La petite Cour de Mesdames en formait une à part: on l'appelait la vieille Cour. Les habitudes y étaient fort régulières. Les princesses passaient tout l'été à Bellevue où leurs neveux et nièces venaient sans cesse leur demander à dîner familièrement et sans être attendus. Le coureur qui les précédait de quelques minutes les annonçait. Lorsque c'était le coureur de Monsieur, depuis Louis XVIII, on avertissait à la bouche, et le dîner était plus soigné et plus copieux. Pour les autres, on ne disait rien, pas même pour le Roi qui avait un gros appétit mais n'était pas à beaucoup près aussi gourmand que son frère. La famille royale, à Bellevue, dînait avec tout ce qui s'y trouvait, les personnes attachées à Mesdames, leurs familles, quelques commensaux; en général cela formait de vingt à trente personnes.

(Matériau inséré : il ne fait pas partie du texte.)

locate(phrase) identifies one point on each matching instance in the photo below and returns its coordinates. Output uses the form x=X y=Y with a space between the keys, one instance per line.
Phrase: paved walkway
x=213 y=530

Madame Adélaïde, sans comparaison, la plus spirituelle des filles de Louis XV, était commode et facile à vivre dans l'intérieur, quoique d'une extrême hauteur. Lorsqu'il arrivait à un étranger de l'appeler Altesse Royale, elle se courrouçait, faisait tancer l'introducteur des ambassadeurs, même le ministre des affaires étrangères, et s'entretenait longtemps de l'incroyable négligence de ces messieurs. Elle voulait être Madame, et n'admettait pas que les Fils de France prissent l'Altesse Royale.
Elle avait l'horreur du vin dont elle ne buvait jamais, et les personnes qui se trouvaient placées près d'elle à table se détournaient d'elle pour en boire. Ses neveux avaient toujours cet égard. Si on y avait manqué, elle n'aurait rien dit, mais on ne se serait plus trouvé dans son voisinage à table et la dame d'honneur vous aurait indiqué de vous éloigner de la princesse. En ménageant quelques-unes de ses susceptibilités, et surtout en ne crachant pas par terre, ce qui la provoquait presque à des brutalités, rien n'était plus doux que son commerce.
Madame Adélaïde était l'aînée de cinq princesses. Elle n'avait pas voulu se marier, préférant son état de Fille de France. Elle avait tenu la Cour jusqu'à la mort du roi Louis XV. Elle avait été l'amie et le conseil du Dauphin, son frère, et sa mémoire lui a toujours été bien chère; elle en parlait sans cesse comme de la plus vive affection de son cœur. Une de ses sœurs, madame Infante, régnait assez tristement à Parme; une autre, madame Louise, était carmélite. Des cinq princesses, celle-là semblait, sans comparaison, la plus mondaine. Elle aimait passionnément tous les plaisirs, était fort gourmande, très occupée de sa toilette, avait un besoin extrême des recherches inventées par le luxe, l'imagination assez vive, et enfin une très grande disposition à la coquetterie. Aussi, lorsque le Roi entra dans la chambre de madame Adélaïde pour lui annoncer que madame Louise était partie dans la nuit, son premier cri fut: «Avec qui?».
Les trois sœurs restantes ne pardonnèrent jamais à madame Louise le secret qu'elle avait fait de ses intentions, et, quoiqu'elles allassent la voir quelquefois, c'était sans plaisir et sans intimité. Sa mort ne leur fut point un chagrin.
Il n'en fut pas ainsi de celle de madame Sophie. Mesdames Adélaïde et Victoire la regrettèrent vivement et l'intimité des deux sœurs en serait devenue encore plus tendre si les deux dames d'honneur, mesdames de Narbonne et de Civrac, n'avaient mis tous leurs soins à les séparer, sans pouvoir jamais les désunir.